Sur 2024, les publications seront ramassées sur le 1er semestre. Dans un premier temps, une partie du catalogue des Aventuriers de l’Étrange sera reprise mais dans des versions up-gradées pour magnifier le travail graphique des auteurs. Il y aura des ajouts comme par exemple des interviews illustrées, des pages BD supplémentaires, des précisions sur les auteurs et le contexte de la BD dans leur pays. Rien de gratuit. Des ajouts qui font sens. Et puis petit à petit, il y aura des nouveautés. À terme, il n’y aura que des nouveautés. Sur les 10 titres de 2024, il y aura 6 rééditions et 4 nouveautés, mais des nouveautés avec des auteurs avec qui j’ai déjà collaboré. Le choix des 6 albums repris s’est fait en discussion avec l’équipe éditoriale. Il y a un échange très sain entre nous car nous souhaitons tous aller dans le même sens : Installer et pérenniser les Aventuriers d’Ailleurs tout en faisant en sorte de garder une certaine singularité, une certaine fraîcheur. Tout le monde fait des efforts pour que la greffe prenne bien. Mais pour être honnête, ce n’est pas si simple car j’ai certainement pris des mauvaises habitudes en travaillant seul. Je dois me fondre dans un collectif et ce collectif, je le vois bien, fait du mieux qu’il peut pour m’accueillir, pour que je me sente bien. En tout cas ce début de collaboration est très sain, très enrichissant.

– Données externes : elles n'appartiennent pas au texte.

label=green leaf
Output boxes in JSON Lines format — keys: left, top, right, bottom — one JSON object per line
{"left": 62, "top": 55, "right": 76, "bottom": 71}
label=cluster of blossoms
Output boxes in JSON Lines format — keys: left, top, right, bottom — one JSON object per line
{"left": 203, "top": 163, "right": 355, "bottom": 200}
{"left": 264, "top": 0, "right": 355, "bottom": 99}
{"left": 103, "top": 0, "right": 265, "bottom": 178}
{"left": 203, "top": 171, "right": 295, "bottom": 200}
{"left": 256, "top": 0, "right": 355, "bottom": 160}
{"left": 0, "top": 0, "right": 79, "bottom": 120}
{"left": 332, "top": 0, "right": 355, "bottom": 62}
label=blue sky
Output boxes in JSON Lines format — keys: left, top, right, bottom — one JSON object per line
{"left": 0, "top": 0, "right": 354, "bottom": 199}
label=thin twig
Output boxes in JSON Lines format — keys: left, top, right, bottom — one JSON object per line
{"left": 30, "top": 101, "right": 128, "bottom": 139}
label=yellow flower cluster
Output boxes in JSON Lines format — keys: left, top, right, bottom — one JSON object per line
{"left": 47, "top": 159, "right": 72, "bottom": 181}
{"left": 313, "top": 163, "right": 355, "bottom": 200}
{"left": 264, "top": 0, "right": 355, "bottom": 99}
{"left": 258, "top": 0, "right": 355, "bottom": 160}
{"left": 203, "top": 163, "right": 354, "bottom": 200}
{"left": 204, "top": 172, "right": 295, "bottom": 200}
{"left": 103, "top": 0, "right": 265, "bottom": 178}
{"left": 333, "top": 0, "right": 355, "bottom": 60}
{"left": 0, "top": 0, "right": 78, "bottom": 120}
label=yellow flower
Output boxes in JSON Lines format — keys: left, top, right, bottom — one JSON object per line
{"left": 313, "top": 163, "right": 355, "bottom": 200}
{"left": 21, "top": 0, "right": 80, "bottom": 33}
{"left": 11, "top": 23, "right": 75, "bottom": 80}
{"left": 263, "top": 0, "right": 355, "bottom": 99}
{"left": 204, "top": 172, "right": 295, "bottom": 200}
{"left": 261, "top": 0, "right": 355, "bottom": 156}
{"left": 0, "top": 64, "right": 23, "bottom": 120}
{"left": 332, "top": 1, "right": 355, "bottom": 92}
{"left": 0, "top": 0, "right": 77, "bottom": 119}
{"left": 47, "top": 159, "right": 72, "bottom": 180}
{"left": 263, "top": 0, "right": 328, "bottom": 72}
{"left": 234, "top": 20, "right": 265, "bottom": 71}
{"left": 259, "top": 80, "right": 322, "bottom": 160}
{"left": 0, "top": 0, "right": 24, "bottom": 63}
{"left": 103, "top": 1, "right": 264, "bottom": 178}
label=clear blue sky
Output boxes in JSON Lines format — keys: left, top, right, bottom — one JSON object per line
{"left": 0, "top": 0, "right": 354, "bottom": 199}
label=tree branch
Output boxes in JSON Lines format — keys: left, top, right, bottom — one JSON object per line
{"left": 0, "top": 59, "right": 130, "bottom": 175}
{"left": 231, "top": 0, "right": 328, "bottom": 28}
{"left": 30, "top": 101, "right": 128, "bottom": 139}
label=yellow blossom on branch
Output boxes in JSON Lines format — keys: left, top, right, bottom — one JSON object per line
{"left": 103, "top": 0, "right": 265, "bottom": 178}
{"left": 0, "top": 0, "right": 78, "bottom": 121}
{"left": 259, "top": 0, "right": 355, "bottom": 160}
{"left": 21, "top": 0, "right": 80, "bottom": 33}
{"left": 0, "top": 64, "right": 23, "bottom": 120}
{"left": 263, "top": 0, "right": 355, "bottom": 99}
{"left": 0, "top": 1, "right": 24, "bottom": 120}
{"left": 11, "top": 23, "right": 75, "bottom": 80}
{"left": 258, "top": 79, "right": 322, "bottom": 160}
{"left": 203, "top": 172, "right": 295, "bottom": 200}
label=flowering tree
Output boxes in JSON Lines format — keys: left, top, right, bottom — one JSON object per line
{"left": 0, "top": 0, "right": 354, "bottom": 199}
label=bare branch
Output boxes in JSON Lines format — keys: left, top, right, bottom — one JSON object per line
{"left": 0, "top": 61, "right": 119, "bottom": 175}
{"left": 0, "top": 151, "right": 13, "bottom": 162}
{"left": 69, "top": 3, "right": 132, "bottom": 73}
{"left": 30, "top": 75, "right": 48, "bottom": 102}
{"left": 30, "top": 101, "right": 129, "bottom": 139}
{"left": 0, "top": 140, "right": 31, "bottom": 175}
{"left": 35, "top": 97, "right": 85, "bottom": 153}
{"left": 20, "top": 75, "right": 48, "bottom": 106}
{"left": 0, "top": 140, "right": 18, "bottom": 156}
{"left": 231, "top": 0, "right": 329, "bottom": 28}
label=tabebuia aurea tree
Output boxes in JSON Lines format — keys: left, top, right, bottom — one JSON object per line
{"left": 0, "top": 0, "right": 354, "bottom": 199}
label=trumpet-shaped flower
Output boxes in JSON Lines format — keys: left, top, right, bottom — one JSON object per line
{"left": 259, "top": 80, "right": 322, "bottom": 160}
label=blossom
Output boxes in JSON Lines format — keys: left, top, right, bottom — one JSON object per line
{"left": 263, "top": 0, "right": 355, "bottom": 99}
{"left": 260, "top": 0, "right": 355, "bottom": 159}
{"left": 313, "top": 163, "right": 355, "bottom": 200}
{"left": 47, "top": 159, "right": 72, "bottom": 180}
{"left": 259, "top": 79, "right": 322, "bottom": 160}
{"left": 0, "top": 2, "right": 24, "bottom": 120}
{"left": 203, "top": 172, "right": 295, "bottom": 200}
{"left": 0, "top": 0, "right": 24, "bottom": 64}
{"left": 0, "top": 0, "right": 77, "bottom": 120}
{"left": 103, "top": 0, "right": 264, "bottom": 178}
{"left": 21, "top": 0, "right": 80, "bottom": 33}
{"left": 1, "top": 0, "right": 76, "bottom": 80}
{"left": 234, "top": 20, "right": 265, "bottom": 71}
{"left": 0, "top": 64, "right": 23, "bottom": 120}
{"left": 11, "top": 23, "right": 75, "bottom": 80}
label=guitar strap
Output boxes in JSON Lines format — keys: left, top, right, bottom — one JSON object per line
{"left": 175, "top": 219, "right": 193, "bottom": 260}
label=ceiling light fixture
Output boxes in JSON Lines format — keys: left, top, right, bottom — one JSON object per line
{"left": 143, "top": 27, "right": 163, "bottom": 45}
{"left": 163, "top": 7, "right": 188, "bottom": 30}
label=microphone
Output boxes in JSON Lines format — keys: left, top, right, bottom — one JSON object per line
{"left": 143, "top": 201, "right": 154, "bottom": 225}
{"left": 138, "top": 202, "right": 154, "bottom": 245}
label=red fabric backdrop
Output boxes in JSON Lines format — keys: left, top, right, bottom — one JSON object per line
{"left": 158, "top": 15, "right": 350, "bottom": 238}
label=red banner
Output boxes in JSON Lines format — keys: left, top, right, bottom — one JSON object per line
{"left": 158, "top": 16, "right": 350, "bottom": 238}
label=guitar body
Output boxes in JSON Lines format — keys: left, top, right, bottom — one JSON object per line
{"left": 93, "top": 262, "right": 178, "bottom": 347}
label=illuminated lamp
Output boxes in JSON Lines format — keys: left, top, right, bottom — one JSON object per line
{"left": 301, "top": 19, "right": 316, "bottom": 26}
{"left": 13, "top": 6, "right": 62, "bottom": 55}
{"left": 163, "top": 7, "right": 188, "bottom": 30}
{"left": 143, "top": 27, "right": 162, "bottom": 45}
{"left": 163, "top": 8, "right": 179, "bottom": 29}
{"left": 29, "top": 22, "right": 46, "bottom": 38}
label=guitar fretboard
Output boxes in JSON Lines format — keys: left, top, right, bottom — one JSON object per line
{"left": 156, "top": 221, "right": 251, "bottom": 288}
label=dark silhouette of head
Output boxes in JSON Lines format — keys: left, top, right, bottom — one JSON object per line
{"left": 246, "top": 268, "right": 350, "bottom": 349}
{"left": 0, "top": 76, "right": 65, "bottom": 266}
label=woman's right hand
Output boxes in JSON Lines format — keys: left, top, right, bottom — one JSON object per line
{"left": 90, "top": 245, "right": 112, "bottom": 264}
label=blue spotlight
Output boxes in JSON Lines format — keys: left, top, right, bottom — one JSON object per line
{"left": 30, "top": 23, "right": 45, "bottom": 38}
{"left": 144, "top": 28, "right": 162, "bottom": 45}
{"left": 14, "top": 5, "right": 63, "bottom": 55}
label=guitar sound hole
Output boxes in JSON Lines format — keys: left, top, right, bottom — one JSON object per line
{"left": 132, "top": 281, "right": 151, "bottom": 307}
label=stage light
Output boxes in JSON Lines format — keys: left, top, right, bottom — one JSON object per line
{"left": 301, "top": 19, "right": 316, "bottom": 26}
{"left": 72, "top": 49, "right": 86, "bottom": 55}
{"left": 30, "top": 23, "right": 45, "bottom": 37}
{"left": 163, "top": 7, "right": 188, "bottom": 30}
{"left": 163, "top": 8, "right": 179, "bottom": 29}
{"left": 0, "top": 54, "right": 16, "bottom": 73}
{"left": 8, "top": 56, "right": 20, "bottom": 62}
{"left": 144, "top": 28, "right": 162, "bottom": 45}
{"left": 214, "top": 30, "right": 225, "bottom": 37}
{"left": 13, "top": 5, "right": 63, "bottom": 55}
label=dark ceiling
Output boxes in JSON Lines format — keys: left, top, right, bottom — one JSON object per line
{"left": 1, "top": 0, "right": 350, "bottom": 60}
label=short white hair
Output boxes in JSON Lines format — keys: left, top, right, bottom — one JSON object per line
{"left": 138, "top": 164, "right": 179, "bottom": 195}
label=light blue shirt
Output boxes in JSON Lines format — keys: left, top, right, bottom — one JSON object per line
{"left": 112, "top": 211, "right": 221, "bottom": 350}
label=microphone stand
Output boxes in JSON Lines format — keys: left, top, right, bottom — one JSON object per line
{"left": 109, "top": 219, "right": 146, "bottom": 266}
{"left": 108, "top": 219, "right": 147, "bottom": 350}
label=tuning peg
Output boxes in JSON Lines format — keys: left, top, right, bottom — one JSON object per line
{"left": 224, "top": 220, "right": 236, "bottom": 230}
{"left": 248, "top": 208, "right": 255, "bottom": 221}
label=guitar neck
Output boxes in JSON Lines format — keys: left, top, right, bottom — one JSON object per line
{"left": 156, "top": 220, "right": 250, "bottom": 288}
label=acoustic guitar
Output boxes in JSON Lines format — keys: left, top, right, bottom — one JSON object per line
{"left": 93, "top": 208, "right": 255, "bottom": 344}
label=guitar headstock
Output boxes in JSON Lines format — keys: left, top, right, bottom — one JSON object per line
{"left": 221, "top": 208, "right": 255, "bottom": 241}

Peux-tu lever le voile sur l’une ou l’autre nouveauté des Aventuriers de l’Ailleurs !
Après 4 titres mais dont le dernier remontait à février 2021 (Le lion & la souris), je suis extrêmement heureux de pouvoir reprendre la collaboration avec Pedro Rodríguez. Deux albums inédits sont prévus. Les Observations animalières de Rudyard Kipling, d’après les Histoires comme ça de l’auteur du Livre de la jungle. C’est un gros album vraiment très drôle et fantaisiste. Les enfants devraient adorer. Ça, ce sera pour janvier 2024. Pour juin, les lecteurs pourront découvrir une très belle histoire, très touchante, se déroulant dans le monde du football. Le parcours d’un agent de joueur renouant le contact avec sa fille qu’il avait perdu de vu durant sa jeunesse. C’est une tragi-comédie encrée dans le monde réel du football. Il y a un petit côté Jerry Maguire évident.

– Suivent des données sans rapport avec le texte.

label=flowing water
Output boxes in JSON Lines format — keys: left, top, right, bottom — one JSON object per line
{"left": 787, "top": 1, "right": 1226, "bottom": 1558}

Avec le recul, quel(s) conseil(s) donnerais-tu à quelqu’un désirant se lancer dans l’aventure éditoriale ?
Trouver des titres à publier est facile. Trouver des auteurs est facile. Faire des belles maquettes et de bons façonnages est facile. Le problème vient de la diffusion et de la distribution. Comme il y a trop de livres (et donc trop de BD), il est quasiment impossible d’avoir de la visibilité sans diffuseur de qualité ou équipe de communication performante. Les diffuseurs/distributeurs de qualité se comptent sur les doigts d’une seule main et ils sont malheureusement très difficiles d’accès lorsqu’on débute.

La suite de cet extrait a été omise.